The pro-LGBTQ camp is constantly challenged for not being Singaporean enough. Thio Li-Ann memorably said in 2007 that repealing 377A would be copying “the sexual libertine ethos of the wild wild West.” In recent years, groups like We are against Pinkdot in Singapore frequently bought up the presence of MNCs sponsoring Pink Dot as a form of “foreign interference”, which may have led to the 2016 ban on foreigners and foreign funding for events that take place in Hong Lim Park, including Pink Dot. The spectre of foreign interference looms large over any discourse promoting LGBTQ rights, to the point where we miss the reality that the anti-LGBTQ movements are just as influenced by foreign discourse, if not more so.

A quick glance through We Are Against Pinkdot and Singaporeans Defending Marriage and Family brings up dozens of posts bashing, amongst other things, American politician Mitt Romney and Swedish environmental activist Greta Thunberg. Despite representing “Asian values”, these pages fixate on the rhetoric of American politics, far more so than LGBTQ pages such as the Pink Dot facebook page. The discourse of LGBTQ rights and speakers being foreign funded ultimately obscures from the public eye the relationship between global ultraconservative movements and local anti-LGBTQ movements.


With the upcoming 377A court challenges, we should remain cautious to the fact that “foreign” and “local” are fundamentally unstable categories, especially in a country like Singapore, which is so open to the flow of people and ideas from all over the world. What used to be “foreign” is now suddenly “local”, as we can see with the history of Section 377A itself—a law enacted by the British colonial government. For one group to claim to be more “local” over another group being “foreign” is a futile gesture. 

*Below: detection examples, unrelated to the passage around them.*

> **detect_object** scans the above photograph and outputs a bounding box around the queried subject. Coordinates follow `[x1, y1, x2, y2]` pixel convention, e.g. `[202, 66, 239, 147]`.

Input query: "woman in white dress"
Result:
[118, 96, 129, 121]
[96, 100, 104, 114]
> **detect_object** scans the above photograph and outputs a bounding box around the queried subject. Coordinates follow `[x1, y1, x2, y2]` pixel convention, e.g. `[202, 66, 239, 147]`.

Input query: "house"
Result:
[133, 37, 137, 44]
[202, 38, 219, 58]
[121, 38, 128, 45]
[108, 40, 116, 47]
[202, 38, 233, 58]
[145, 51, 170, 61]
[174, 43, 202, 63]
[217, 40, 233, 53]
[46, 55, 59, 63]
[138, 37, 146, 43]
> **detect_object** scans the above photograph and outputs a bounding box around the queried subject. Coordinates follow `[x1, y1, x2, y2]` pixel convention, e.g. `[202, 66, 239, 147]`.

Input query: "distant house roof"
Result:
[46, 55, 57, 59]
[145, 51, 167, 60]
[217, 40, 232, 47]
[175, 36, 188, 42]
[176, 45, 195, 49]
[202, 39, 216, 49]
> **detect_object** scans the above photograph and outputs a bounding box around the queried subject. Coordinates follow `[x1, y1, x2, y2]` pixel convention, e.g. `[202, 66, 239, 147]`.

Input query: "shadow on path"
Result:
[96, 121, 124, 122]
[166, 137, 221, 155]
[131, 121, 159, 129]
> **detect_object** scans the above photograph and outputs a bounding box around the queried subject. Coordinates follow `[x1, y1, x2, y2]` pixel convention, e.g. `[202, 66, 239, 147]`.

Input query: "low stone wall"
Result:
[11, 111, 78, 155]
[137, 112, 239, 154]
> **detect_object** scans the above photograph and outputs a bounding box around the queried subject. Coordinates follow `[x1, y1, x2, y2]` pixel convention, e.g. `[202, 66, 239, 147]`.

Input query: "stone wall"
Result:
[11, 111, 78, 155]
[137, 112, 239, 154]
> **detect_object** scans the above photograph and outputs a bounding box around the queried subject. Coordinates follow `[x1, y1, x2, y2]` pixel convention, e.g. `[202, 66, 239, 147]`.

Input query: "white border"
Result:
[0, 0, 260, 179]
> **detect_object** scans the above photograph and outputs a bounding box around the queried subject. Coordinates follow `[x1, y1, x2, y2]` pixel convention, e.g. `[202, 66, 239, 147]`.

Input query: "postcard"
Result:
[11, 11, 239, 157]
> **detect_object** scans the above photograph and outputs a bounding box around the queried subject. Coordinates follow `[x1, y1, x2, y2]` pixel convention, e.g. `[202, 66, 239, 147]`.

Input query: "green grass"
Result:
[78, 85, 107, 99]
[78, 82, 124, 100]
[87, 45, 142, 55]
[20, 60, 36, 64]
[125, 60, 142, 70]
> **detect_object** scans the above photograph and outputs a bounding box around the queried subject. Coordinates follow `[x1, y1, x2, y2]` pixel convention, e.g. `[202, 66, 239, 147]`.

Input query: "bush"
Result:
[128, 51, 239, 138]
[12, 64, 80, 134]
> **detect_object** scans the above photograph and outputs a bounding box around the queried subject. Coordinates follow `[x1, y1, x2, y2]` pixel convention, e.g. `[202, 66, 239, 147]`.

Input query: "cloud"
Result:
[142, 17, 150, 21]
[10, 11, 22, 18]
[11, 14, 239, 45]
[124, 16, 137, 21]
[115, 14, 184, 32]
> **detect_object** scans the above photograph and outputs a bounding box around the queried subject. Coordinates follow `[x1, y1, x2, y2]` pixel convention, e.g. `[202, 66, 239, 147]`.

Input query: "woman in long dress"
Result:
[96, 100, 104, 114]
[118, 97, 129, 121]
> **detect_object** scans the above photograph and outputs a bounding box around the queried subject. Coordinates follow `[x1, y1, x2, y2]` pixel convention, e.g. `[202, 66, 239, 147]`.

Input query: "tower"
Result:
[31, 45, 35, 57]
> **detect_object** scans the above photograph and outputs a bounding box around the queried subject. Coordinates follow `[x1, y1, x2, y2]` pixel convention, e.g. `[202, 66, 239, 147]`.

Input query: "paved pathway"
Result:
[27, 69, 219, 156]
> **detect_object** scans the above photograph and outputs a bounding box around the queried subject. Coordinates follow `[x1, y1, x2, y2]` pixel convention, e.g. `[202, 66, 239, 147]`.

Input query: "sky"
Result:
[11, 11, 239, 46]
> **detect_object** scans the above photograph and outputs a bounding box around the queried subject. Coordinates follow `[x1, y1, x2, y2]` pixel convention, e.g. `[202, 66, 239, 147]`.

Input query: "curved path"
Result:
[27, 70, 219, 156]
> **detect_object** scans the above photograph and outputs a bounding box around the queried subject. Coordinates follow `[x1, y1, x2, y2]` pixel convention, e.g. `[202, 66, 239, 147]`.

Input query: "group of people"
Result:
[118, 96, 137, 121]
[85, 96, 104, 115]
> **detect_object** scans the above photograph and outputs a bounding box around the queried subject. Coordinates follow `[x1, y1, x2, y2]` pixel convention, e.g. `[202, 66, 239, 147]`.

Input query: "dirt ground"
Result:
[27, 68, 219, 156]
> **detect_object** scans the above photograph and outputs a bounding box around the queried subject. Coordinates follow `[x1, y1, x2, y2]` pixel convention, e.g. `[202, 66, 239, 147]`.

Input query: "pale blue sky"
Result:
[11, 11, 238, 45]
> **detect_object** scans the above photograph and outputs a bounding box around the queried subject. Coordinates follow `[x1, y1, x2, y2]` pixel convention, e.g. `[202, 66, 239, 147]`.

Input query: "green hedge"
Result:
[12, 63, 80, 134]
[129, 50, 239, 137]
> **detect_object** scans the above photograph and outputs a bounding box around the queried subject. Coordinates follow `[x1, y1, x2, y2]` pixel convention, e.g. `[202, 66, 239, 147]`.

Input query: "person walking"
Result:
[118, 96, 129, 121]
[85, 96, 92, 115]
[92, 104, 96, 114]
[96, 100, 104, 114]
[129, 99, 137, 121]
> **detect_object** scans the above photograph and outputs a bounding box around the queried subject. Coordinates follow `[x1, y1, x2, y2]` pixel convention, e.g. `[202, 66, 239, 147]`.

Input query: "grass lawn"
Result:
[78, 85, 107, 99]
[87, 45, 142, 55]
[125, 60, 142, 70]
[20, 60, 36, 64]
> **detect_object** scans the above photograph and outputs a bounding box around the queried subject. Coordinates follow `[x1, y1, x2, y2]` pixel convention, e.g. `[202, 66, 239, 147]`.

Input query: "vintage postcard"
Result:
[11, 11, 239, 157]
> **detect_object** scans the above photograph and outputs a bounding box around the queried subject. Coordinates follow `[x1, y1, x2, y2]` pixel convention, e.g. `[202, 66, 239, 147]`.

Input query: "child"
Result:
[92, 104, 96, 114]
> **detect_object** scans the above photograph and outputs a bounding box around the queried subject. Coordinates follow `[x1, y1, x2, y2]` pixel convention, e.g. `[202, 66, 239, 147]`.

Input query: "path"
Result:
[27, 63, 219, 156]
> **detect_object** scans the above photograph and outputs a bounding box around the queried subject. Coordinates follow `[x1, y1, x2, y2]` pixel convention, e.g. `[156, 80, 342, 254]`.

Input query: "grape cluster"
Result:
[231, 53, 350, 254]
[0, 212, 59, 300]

This does not mean we have to abandon these concepts altogether. Rather, we must critically engage with individual cases and not assume “localness” or “foreignness”. 

In CitizenGo’s case, claims to Singaporeanness provide a veneer of legitimacy where there is none. Nobody in the lecture theatre where Dr. Guruswamy spoke was under the impression that she was Singaporean or commenting on Singaporean politics. In contrast, the CitizenGo petition repeatedly frames itself as a representation of local voices speaking out against murky, hidden foreign agendas. If we are to go with the anti-LGBTQ camp’s definition of “foreign interference”, this could well be its ultimate manifestation.